Di antara struktur dari pemerintahan Islam, yakni adanya pejabat yang mengurusi urusan kemaslahatan umat (setingkat pimpinan kabinet) yang disebut jihaz idari. Jihaz membawahi beberapa urusan kemaslahatan di antaranya menyangkut ekonomi. Pelaksanaan sistem ekonomi dalam Islam berarti membahas tentang distribusi kekayaan, kepemilikan, dan pengelolaannya yang disusun atas tiga asas, di antaranya:
Pertama, kepemilikan (al milkiyah), baik itu perorangan, kelompok, atau negara dengan izin didapat dari pembuat hukum, yakni Allah. Kepemilikan ini dibagi menjadi tiga bagian. Pertama, kepemilikan individu, yakni kepemilikan yang izinnya diberikan oleh Allah sebagai pembuat hukum kepada individu untuk memanfaatkan suatu barang.
Barang-barang yang boleh dimiliki adalah barang yang tidak menguasai hajat hidup orang banyak dan jumlahnya tidak banyak, contoh: rumah, tanah (dengan luas tertentu), uang, kendaraan. Kedua, kepemilikan umum, yakni kepemilikan atas izin Allah yang diberikan kemanfaatannya kepada orang banyak (umum), negara hanya boleh mengelola dan mengatur kemanfaatannya. Hasil pengelolaannya akan kembali kepada masyarakat dalam bentuk fasilitas. Rasulullah saw. bersabda, “Kaum muslimin berserikat terhadap tiga hal, yaitu: air, padang rumput dan api.” (HR Abu Dawud). Ketiga, kepemilikan negara, yakni harta yang merupakan hak dari seluruh kaum muslimin, pengaturan distribusi dari harta kekayaannya diserahkan pada kepala negara. Contoh, zakat, pembayaran jizyah, kharaj atas tanah, ghanimah, dan harta orang-orang murtad, serta harta orang yang tidak mempunyai ahli waris.

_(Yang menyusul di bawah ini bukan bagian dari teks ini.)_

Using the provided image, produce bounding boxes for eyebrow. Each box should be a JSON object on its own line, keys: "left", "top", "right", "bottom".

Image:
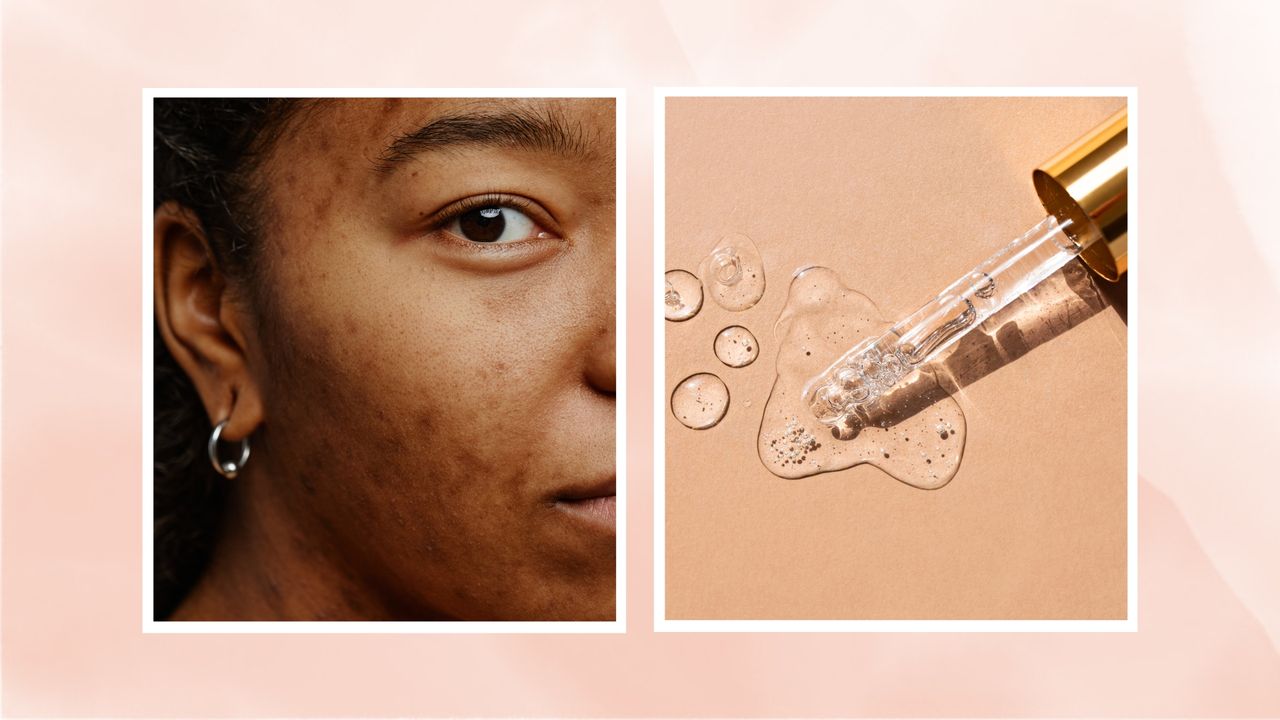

Kedua, pengelolaan dan pemanfaatan hak milik (tasharruf al milkiyah). Hal ini berarti pengembangan kepemilikan yang memiliki makna berbeda dengan mendapatkan kepemilikan atau sebab kepemilikan. Sebab kepemilikan merupakan hasil dari usaha seseorang sebelum mempunyai (mendapatkan) harta. Pengembangan kepemilikan/kekayaan adalah usaha yang dilakukan seseorang dalam mengembangkan harta miliknya. Contoh, jual-beli barang halal, sewa-menyewa, syirkah (kerja sama), usaha pertanian, atau mendirikan industri. Islam melarang pengembangan dengan cara riba, judi, dan penipuan.
Ketiga, distribusi kekayaan (tauzi’al amwal baina an-nas). Islam lengkap dengan pengaturan distribusi kekayaan dalam masyarakat. Islam telah mengatur untuk wajib berzakat pada delapan golongan orang yang berhak menerimanya, memberi hak kepada seluruh masyarakat untuk memanfaatkan milik umum, pemberian kepada seseorang dari harta negara dan pembagian waris, dilarang menimbun barang, uang, dan emas.
Demikianlah Islam mampu memberi aturan yang sempurna sehingga dapat memberi kesejahteraan masyarakat. Sistem Islam dengan paket hukum Islamnya mampu menjamin kekayaan individunya dan menjaga hukum Islam sehingga kesejahteraan dan keamanan rakyat terjamin. Sistem pengaturan ini hanya mampu dilaksanakan oleh seorang pemimpin yang taat kepada Allah Ta’ala, yakni pemimpin yang menerapkan aturan Islam secara kafah.